Se firmavano per aderire ad un esposto alla procura, bisogna chiarire che la natura giuridica dell’ esposto differisce dalla denuncia o dalla querela, in quanto mira a chiedere a chi preposto a riceverlo di accertare se vi siano fatti degni di reità e di conseguenti responsabili. Ne consegue che i promotori dell’ esposto non solo non sanno se i fatti di cui si lagnano costituiscono reato, ma si guardano bene anche di fare nomi, quindi di eventuali responsabili. Perché quindi l’esposto? Perché una denuncia o una querela li avrebbe esposti a delle responsabilità in ordine alle accuse, mettendo in rilievo la forte insicurezza della iniziativa.
Ma ci chiediamo anche: i firmatari dell’adesione, a cosa hanno aderito se non hanno letto nulla riguardo il contenuto dell’ esposto non avendone avuto il tempo dato che, come sopra scritto, ho avuto modo di constatare che tutto è stato compiuto in meno di un minuto.
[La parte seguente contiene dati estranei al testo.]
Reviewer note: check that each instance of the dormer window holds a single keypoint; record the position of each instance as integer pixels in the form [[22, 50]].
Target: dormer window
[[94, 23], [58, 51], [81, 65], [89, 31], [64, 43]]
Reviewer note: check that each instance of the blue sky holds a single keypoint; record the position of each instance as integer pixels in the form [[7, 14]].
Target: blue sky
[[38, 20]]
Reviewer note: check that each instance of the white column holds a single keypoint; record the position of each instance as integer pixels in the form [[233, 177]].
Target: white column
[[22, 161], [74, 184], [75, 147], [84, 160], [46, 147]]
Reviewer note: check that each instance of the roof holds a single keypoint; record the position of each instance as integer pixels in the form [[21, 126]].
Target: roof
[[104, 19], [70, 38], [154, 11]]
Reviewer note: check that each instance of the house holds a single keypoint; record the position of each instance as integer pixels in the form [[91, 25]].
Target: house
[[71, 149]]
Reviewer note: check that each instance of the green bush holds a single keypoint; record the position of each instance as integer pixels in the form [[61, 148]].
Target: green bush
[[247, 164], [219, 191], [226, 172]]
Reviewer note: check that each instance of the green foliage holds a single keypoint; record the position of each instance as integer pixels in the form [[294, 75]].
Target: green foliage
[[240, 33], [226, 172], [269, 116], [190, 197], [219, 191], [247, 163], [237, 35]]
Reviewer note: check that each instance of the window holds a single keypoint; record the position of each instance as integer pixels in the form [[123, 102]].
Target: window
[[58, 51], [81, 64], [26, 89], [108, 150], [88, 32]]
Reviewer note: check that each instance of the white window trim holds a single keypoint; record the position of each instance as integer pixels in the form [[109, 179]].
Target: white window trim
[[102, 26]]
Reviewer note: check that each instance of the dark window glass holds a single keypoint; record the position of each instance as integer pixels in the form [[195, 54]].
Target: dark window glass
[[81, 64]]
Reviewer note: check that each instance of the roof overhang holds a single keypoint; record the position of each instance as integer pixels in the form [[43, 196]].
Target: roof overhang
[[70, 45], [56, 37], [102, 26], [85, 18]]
Ma sorge anche un altro interrogativo: l’esposto è stato già scritto e si conosce il contenuto? Delle due una: o l’esposto è stato già scritto ed i firmatari hanno solo aderito all’odore dell’esposto stesso, oppure non è stato ancora scritto e sempre i firmatari hanno detto sì a qualcosa di ancora inesistente.
Io la chiamerei una forma di democrazia a ogni chiusi o di simpatia.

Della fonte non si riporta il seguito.